Nyandarua parents and education stakeholders want the Junior Secondary school to be domiciled in Primary schools to allow male learners to mature and get circumcised before transition.
Prof. Stephen Kiama led Working Party on Education, Tuesday heard that the pre-teen learners were prone to harassment by the teenagers, who were out to experiment on anything further affecting their social development.
“I am not ready to take my child to a secondary school where they will interact with more mature students unless it is a day school set up.
“We are used to transitioning these children through circumcision and they are too young to be subjected to that at the moment,” cried Steven Mucheru.
Wagatuigu Primary school pupil, Peter Maina, confessed to chilling each time junior secondary was mentioned noting that he was too young to face the near adult teenagers.
“We are too young for secondary and we prefer remaining in primary school, until we mature enough for the right of passage,” noted Maina, the grade six pupil.
Nyandarua Chapter Kenya Secondary School Heads Association (KESSHA) Vice Chair Peter Maina acknowledged the challenge to curb molestation in schools, noting that the young learners were susceptible to psychological torture.

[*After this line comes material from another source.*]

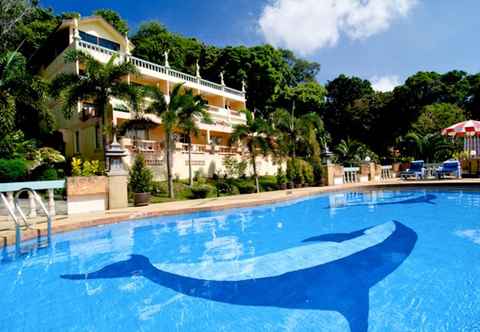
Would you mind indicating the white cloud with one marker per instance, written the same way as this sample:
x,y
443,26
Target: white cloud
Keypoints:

“Subjecting the boys to circumcision right now will be meaningless as they are too young to be aware of themselves,” regretted Maina.

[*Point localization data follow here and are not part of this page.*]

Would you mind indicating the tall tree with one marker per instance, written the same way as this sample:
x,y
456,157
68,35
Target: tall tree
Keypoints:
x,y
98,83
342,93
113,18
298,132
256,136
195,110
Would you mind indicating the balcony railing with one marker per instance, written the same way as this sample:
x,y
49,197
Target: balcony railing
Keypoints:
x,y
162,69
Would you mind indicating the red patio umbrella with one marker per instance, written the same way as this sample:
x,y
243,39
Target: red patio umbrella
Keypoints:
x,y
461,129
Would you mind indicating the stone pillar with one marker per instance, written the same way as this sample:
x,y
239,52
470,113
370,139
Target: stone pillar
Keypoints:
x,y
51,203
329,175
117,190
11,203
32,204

The committee sitting in Ol Kalou Secondary school was told that the current facilities in the sub county secondary schools, where parents are likely to take their children for fear of boarding schools, were inadequate to accommodate more learners.
“The crowds in our toilets and common facilities will be worsened yet our primary schools will have underutilized facilities. Our teachers are already overwhelmed as they are few and we are afraid that we will not get enough attention with an additional class,” noted Esther Wanjiru of Muhotetu Secondary school.
The cost of secondary school, the committee heard, will be overwhelming to the government and parents as the six years in secondary school will be a burden.
Prof. Kiama noted that the committee aimed at receiving views on governance of schools, capitation and curriculums at all levels of education to inform a common front for the sector.